Desde luego, estas medidas no son suficientes. Habrá que seguir trabajando porque no es posible descuidar el gasto público o descansar en una política monetaria imprudente. El sendero de la sostenibilidad exige mejoras paulatinas porque las inmediatas suelen generar reversiones bruscas con costos enormes.

 

Pero lo que vale remarcar de la estrategia en marcha es su marco conceptual: la idea de que la austeridad ha demostrado ser en la práctica un camino sin salida para encarar la tarea de ordenar la deuda, volver a los mercados de capitales y crecer sostenidamente.

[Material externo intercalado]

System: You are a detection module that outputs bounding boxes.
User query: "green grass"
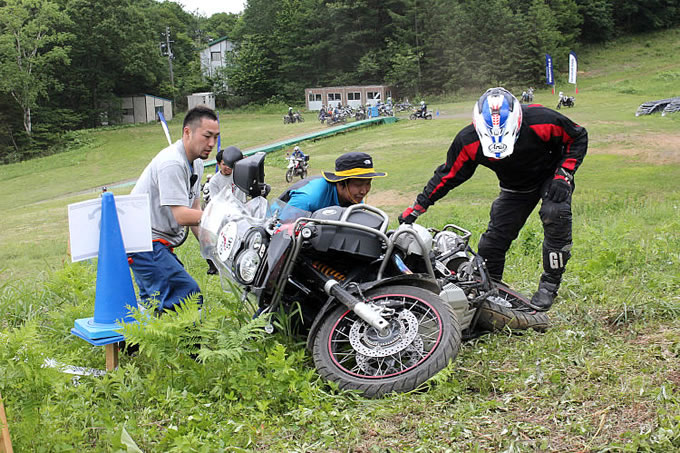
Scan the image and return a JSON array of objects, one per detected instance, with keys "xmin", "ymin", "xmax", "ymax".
[{"xmin": 0, "ymin": 30, "xmax": 680, "ymax": 452}]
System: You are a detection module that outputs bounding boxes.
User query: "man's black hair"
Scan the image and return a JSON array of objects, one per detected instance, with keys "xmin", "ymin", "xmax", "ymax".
[{"xmin": 182, "ymin": 105, "xmax": 217, "ymax": 130}]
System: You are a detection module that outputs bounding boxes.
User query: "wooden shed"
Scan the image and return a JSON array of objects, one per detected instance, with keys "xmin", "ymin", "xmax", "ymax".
[
  {"xmin": 305, "ymin": 85, "xmax": 392, "ymax": 110},
  {"xmin": 121, "ymin": 94, "xmax": 172, "ymax": 124}
]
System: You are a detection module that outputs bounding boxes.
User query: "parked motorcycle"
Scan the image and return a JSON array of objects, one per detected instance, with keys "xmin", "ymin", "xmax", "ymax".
[
  {"xmin": 286, "ymin": 154, "xmax": 309, "ymax": 182},
  {"xmin": 557, "ymin": 96, "xmax": 575, "ymax": 110},
  {"xmin": 283, "ymin": 112, "xmax": 305, "ymax": 124},
  {"xmin": 408, "ymin": 110, "xmax": 432, "ymax": 120},
  {"xmin": 326, "ymin": 113, "xmax": 347, "ymax": 126},
  {"xmin": 199, "ymin": 154, "xmax": 547, "ymax": 397}
]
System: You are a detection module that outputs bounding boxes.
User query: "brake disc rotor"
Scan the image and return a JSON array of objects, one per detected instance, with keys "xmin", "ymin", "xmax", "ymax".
[
  {"xmin": 356, "ymin": 336, "xmax": 423, "ymax": 376},
  {"xmin": 349, "ymin": 310, "xmax": 422, "ymax": 358}
]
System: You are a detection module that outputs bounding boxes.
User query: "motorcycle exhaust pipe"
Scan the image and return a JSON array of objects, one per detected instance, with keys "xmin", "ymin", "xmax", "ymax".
[{"xmin": 323, "ymin": 279, "xmax": 390, "ymax": 335}]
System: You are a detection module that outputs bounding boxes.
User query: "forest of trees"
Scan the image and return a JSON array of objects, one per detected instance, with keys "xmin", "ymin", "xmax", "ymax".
[{"xmin": 0, "ymin": 0, "xmax": 680, "ymax": 162}]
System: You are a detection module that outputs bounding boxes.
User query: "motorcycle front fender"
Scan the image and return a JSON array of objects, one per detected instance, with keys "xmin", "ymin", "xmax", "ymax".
[{"xmin": 307, "ymin": 274, "xmax": 440, "ymax": 351}]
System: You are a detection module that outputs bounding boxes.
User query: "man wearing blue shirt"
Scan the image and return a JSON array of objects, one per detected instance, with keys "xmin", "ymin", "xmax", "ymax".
[{"xmin": 279, "ymin": 152, "xmax": 387, "ymax": 212}]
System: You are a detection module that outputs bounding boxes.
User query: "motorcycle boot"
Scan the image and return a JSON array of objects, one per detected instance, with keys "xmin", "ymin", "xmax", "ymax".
[
  {"xmin": 206, "ymin": 260, "xmax": 219, "ymax": 275},
  {"xmin": 529, "ymin": 272, "xmax": 561, "ymax": 311}
]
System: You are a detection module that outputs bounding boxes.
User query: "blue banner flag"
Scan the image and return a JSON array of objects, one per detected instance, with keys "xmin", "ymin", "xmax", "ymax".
[
  {"xmin": 569, "ymin": 52, "xmax": 578, "ymax": 93},
  {"xmin": 215, "ymin": 110, "xmax": 221, "ymax": 153},
  {"xmin": 215, "ymin": 110, "xmax": 222, "ymax": 173},
  {"xmin": 545, "ymin": 54, "xmax": 555, "ymax": 85},
  {"xmin": 158, "ymin": 112, "xmax": 172, "ymax": 145}
]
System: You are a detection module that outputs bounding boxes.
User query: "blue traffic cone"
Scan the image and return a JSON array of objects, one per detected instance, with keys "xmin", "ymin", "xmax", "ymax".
[{"xmin": 71, "ymin": 192, "xmax": 137, "ymax": 344}]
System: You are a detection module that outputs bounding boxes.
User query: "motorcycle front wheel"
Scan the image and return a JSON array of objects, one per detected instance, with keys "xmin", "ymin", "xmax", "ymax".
[
  {"xmin": 313, "ymin": 286, "xmax": 461, "ymax": 398},
  {"xmin": 476, "ymin": 283, "xmax": 550, "ymax": 332}
]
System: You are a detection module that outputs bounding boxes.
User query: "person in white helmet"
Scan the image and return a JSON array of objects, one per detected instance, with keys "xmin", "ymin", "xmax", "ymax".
[{"xmin": 399, "ymin": 87, "xmax": 588, "ymax": 311}]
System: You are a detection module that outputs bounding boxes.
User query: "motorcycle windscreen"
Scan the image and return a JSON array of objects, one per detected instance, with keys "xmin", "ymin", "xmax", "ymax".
[{"xmin": 198, "ymin": 190, "xmax": 269, "ymax": 267}]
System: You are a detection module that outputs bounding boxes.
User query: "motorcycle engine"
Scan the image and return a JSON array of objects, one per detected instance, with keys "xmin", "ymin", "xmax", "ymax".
[
  {"xmin": 393, "ymin": 223, "xmax": 432, "ymax": 256},
  {"xmin": 434, "ymin": 231, "xmax": 470, "ymax": 273}
]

En 2009, los autores Alesina y Ardagna publicaron un trabajo analizando 107 experiencias de austeridad fiscal y distinguieron 22 casos supuestamente exitosos en términos de crecimiento. Un año después, los economistas Jayadev y Konczal revisaron esos casos y buscaron cuales de ellos (I) ocurrieron durante una recesión; (II) fueron seguidos de crecimiento del PIB y (III) redujeron la relación deuda/PIB. El único caso que quedó en pie fue el de Irlanda en 1987, que además estaba siendo beneficiado en ese momento porque su principal socio comercial estaba experimentando un boom.

 

La estrategia única y predominante de contraer el gasto público para permitir la expansión del sector privado simplemente no tiene ninguna evidencia a favor y, por lo tanto, no podemos confiar en ella. Cuando las alternativas son limitadas no existen las medidas óptimas o definitivas, sino un conjunto interdependiente de decisiones que, en el mejor de los casos, conducen con mayor probabilidad a un sendero sostenible de crecimiento.